After you get the answer

If you're eligible, the two next steps are (1) confirming you have enough earned compensation to support the contribution — you cannot contribute more than your (or your spouse's) earned income for the year — and (2) contributing for the correct tax year. Contributions made between January 1 and April 15 can count for either the prior or current year; make sure you clearly earmark prior-year contributions with your custodian. If you're partially eligible, decide whether to fill the reduced limit or top up via the Backdoor for any remaining headroom.

If you're ineligible, the Backdoor Roth is almost always the cleanest move — unless you have pre-tax IRA balances, in which case the pro-rata rule taxes a portion of the conversion. The Backdoor Roth Calculator walks through this exact calculation.

Reference

How the decision is made

The 2026 phase-out bands

The 2026 phase-out ranges from IRS Notice 2025-67:

Single / Head of Household$153,000 – $168,000
Married Filing Jointly / QSS$242,000 – $252,000
Married Filing Separately (lived together)$0 – $10,000
Married Filing Separately (lived apart)Uses Single band

Inside the phase-out band, the reduced limit is: base × (cliffEnd − MAGI) / (cliffEnd − cliffStart), rounded to the next multiple of $10, and with a $200 minimum per §408A(c)(3)(C).

Earned-income requirement (§219(f)(1))

You must have taxable compensation to contribute. The statute recognizes: wages / salary / tips from a W-2; net self-employment earnings after the deductible portion of SE tax; combat pay excluded under §112; non-tuition fellowship/stipend for graduate students (post-Protecting Americans from Tax Hikes Act); and taxable alimony from divorces executed before 2019.

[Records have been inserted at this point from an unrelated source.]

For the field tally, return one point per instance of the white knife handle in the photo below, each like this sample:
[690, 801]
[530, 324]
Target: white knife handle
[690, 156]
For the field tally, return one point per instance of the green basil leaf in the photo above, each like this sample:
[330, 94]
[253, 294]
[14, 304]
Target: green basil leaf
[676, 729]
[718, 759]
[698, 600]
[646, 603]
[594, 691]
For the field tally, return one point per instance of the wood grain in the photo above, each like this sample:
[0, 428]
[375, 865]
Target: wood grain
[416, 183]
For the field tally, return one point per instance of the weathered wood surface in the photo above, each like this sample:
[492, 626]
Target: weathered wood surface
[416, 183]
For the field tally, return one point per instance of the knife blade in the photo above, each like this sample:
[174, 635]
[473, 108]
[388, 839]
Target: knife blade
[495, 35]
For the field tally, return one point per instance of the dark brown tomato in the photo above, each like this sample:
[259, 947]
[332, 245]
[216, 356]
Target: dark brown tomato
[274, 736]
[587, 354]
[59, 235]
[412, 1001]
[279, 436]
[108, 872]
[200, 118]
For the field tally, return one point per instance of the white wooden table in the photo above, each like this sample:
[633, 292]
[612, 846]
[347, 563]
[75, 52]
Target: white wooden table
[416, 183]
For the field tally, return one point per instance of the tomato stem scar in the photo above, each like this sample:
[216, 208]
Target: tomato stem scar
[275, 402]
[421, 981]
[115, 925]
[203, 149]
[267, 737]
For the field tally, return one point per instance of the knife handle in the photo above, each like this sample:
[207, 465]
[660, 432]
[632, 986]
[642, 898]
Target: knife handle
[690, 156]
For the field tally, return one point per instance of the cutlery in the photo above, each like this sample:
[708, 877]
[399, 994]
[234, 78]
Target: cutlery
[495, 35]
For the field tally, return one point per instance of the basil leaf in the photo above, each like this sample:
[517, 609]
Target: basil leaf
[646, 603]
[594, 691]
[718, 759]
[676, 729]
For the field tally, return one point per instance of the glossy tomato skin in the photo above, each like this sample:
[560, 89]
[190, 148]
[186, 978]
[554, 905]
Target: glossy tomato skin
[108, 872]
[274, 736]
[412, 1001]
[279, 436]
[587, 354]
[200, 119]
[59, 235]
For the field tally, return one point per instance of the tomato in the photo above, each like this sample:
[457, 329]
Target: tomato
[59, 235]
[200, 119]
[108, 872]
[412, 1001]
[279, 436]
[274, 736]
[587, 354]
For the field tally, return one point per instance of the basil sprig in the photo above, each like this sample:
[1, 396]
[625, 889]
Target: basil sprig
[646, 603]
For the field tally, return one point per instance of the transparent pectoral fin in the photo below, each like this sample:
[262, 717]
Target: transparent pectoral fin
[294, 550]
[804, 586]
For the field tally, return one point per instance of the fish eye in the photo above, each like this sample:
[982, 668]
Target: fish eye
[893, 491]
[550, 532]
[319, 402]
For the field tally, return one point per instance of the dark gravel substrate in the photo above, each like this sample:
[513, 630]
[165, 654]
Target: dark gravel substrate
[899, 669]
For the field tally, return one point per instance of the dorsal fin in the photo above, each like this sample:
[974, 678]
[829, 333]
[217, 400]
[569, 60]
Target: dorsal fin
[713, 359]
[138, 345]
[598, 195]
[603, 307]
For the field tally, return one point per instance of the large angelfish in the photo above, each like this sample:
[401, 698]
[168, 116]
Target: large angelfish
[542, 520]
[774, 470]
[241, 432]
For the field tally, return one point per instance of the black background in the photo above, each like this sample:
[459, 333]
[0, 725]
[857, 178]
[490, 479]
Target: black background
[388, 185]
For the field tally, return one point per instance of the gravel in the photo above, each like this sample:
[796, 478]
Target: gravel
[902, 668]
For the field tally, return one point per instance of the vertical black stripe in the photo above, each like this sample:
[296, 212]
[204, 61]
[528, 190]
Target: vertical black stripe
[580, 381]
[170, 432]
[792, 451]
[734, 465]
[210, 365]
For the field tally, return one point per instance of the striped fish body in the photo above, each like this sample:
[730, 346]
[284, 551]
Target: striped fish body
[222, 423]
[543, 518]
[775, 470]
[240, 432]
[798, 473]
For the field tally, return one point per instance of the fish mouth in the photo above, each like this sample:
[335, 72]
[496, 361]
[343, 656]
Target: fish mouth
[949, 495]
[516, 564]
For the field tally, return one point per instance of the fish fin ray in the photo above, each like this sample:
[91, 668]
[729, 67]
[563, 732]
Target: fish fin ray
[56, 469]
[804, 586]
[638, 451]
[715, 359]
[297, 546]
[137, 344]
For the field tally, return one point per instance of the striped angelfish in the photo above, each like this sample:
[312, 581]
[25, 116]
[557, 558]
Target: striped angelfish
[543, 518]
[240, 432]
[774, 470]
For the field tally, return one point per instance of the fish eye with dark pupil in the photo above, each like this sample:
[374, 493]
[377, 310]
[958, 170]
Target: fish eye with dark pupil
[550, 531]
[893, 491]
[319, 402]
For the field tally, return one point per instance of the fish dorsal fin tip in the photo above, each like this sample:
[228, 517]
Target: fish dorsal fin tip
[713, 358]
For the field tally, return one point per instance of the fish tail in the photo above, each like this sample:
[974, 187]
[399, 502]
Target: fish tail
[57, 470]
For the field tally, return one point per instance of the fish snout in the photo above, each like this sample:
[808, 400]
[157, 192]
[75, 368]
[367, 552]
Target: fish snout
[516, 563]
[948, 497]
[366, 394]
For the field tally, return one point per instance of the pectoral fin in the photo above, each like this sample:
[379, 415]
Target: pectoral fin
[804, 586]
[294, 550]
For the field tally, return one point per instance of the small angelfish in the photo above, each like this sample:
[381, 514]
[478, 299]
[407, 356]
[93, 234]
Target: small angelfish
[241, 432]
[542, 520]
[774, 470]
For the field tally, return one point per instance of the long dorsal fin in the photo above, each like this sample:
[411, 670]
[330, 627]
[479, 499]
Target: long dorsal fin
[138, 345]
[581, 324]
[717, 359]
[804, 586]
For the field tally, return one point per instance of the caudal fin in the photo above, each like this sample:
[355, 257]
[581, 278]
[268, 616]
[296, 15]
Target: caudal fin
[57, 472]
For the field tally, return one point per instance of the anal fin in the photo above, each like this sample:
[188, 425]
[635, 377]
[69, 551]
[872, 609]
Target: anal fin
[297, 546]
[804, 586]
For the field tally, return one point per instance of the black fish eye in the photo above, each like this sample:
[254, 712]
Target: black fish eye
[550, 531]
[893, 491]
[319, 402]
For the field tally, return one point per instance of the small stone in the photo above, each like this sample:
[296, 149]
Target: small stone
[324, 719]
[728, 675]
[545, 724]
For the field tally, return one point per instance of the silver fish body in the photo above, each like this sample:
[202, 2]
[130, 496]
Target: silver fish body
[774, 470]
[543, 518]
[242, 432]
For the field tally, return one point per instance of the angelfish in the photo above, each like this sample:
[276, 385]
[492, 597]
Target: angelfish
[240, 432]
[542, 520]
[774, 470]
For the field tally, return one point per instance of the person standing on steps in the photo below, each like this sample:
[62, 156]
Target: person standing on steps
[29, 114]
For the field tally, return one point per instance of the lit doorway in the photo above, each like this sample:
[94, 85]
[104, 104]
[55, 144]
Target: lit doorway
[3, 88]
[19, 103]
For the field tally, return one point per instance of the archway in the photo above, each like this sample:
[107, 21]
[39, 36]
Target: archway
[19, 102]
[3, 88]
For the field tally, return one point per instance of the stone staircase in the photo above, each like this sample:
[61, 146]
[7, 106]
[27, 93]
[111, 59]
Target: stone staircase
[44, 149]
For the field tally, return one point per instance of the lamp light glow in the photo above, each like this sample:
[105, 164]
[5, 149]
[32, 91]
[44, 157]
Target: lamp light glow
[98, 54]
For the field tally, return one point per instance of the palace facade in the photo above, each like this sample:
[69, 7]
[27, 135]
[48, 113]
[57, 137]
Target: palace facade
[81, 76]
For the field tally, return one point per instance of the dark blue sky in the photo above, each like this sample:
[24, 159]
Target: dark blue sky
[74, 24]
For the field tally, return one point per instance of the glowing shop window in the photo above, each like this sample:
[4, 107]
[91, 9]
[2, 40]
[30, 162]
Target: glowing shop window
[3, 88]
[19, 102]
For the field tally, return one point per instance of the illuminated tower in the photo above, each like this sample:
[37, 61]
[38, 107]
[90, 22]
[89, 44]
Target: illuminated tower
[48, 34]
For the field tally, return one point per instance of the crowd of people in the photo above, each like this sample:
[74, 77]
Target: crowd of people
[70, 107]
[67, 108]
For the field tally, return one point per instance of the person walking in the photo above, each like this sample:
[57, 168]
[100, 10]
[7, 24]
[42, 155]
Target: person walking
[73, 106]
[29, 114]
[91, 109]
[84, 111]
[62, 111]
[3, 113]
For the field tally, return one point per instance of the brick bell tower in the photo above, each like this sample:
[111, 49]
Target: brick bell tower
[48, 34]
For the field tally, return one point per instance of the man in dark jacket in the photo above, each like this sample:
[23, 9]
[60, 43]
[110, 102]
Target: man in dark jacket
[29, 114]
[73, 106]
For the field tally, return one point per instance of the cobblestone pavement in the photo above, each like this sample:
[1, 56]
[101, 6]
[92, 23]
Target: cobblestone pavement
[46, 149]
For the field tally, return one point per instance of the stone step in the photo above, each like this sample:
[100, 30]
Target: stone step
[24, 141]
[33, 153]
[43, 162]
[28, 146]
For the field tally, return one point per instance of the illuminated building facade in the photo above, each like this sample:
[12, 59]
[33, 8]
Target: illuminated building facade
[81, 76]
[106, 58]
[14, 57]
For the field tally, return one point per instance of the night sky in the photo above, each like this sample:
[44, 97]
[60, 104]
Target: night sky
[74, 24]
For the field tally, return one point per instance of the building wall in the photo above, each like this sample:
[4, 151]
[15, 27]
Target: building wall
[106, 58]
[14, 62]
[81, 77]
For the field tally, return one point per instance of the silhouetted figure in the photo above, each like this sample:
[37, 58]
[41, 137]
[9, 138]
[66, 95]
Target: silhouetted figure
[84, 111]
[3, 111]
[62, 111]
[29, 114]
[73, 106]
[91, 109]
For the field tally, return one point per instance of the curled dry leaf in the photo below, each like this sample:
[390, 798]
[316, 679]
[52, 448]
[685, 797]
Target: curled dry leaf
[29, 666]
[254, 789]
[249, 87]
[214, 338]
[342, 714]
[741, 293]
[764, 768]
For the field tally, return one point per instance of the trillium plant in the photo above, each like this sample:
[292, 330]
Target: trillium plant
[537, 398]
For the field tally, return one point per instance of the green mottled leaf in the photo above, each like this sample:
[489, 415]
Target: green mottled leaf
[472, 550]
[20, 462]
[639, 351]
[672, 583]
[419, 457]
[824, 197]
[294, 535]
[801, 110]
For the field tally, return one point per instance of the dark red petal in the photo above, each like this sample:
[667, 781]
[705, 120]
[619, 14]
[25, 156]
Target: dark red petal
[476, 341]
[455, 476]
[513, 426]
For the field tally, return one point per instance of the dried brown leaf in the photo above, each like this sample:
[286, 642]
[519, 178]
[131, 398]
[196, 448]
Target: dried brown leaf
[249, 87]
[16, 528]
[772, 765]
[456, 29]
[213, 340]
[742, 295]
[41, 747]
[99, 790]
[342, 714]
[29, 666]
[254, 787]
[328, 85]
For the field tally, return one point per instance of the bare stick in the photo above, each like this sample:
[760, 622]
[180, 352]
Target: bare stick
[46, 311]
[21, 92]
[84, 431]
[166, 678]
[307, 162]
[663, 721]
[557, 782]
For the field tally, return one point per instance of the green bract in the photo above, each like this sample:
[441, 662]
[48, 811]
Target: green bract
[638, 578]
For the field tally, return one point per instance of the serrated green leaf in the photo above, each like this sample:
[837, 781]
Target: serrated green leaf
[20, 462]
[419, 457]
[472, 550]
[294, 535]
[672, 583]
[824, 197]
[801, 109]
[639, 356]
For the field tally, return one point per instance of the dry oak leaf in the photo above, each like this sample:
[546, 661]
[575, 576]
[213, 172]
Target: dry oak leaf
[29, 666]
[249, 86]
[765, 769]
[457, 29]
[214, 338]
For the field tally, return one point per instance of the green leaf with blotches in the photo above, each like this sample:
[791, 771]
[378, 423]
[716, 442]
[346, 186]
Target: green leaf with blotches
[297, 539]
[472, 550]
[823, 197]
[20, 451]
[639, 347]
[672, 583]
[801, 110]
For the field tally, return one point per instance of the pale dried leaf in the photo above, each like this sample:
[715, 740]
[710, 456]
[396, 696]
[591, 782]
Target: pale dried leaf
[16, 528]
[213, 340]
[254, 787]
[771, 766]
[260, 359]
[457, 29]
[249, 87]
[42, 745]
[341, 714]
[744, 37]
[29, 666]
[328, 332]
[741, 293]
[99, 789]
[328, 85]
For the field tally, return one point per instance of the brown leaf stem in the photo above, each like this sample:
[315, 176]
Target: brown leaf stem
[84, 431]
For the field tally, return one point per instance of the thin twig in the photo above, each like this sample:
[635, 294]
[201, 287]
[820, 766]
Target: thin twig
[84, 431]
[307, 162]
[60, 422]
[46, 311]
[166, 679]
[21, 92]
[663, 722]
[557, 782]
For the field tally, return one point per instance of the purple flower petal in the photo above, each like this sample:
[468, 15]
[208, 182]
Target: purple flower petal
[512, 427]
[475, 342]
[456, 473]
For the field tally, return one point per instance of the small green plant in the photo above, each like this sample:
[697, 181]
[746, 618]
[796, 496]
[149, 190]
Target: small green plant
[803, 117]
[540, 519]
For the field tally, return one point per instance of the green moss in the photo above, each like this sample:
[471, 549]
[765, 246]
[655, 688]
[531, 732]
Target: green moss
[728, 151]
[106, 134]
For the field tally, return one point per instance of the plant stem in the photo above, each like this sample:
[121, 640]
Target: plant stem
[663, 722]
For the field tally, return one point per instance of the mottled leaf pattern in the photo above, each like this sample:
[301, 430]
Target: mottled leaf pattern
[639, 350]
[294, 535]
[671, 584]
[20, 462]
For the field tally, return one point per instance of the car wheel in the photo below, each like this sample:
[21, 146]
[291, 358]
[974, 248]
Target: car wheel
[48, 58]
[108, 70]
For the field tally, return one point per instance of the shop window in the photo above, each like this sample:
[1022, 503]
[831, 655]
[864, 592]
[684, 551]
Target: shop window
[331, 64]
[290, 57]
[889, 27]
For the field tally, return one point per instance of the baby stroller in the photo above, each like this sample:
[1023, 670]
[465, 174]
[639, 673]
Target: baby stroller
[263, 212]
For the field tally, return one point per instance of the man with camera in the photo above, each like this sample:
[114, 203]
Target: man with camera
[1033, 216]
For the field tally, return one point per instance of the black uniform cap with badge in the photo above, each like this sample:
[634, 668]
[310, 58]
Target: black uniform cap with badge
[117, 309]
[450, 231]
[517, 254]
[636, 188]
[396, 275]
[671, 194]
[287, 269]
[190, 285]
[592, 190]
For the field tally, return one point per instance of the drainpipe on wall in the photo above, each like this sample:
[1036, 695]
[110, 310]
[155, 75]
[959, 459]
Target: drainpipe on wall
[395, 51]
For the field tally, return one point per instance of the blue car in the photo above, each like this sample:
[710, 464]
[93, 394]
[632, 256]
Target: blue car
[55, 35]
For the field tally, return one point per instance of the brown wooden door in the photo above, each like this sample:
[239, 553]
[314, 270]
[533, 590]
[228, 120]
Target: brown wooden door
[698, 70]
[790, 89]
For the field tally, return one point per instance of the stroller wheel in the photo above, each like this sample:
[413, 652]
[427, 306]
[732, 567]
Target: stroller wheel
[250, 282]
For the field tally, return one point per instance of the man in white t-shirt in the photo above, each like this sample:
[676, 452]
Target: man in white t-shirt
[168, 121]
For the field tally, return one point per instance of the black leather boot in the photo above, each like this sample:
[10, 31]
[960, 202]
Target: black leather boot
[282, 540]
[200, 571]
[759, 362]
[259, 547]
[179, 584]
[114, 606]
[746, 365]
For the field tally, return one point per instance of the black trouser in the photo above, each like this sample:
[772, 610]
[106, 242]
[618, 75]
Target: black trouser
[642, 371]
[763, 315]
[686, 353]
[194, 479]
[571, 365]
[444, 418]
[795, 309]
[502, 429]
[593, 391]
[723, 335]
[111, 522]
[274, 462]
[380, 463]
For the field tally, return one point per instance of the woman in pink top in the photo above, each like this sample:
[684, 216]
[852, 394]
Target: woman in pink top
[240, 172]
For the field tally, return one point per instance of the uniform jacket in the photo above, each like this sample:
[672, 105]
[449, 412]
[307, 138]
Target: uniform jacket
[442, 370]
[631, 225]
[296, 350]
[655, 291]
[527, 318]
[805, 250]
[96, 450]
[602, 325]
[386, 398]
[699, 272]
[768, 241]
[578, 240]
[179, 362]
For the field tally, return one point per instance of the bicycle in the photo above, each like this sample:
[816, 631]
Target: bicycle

Your Roth contribution plus any Traditional IRA contribution cannot exceed your earned income for the year. A spouse with no earned income can contribute using the earning spouse's income on a joint return — this is the Spousal IRA.

Why this tool exists

The MAGI Estimator builds MAGI line-by-line from AGI with every add-back documented. This tool is a short path for users who already know their MAGI and just want the bottom-line verdict — plus a clear Backdoor or Spousal recommendation when direct is unavailable.

Both tools return identical numbers for the phase-out computation. They share the same 2026 thresholds and the same rounding rule.

Sources

IRS Notice 2025-67 (cost-of-living adjustments for 2026); Internal Revenue Code §408A(c)(3); IRC §219(f)(1); IRS Publication 590-A (2024, updated for 2026 thresholds).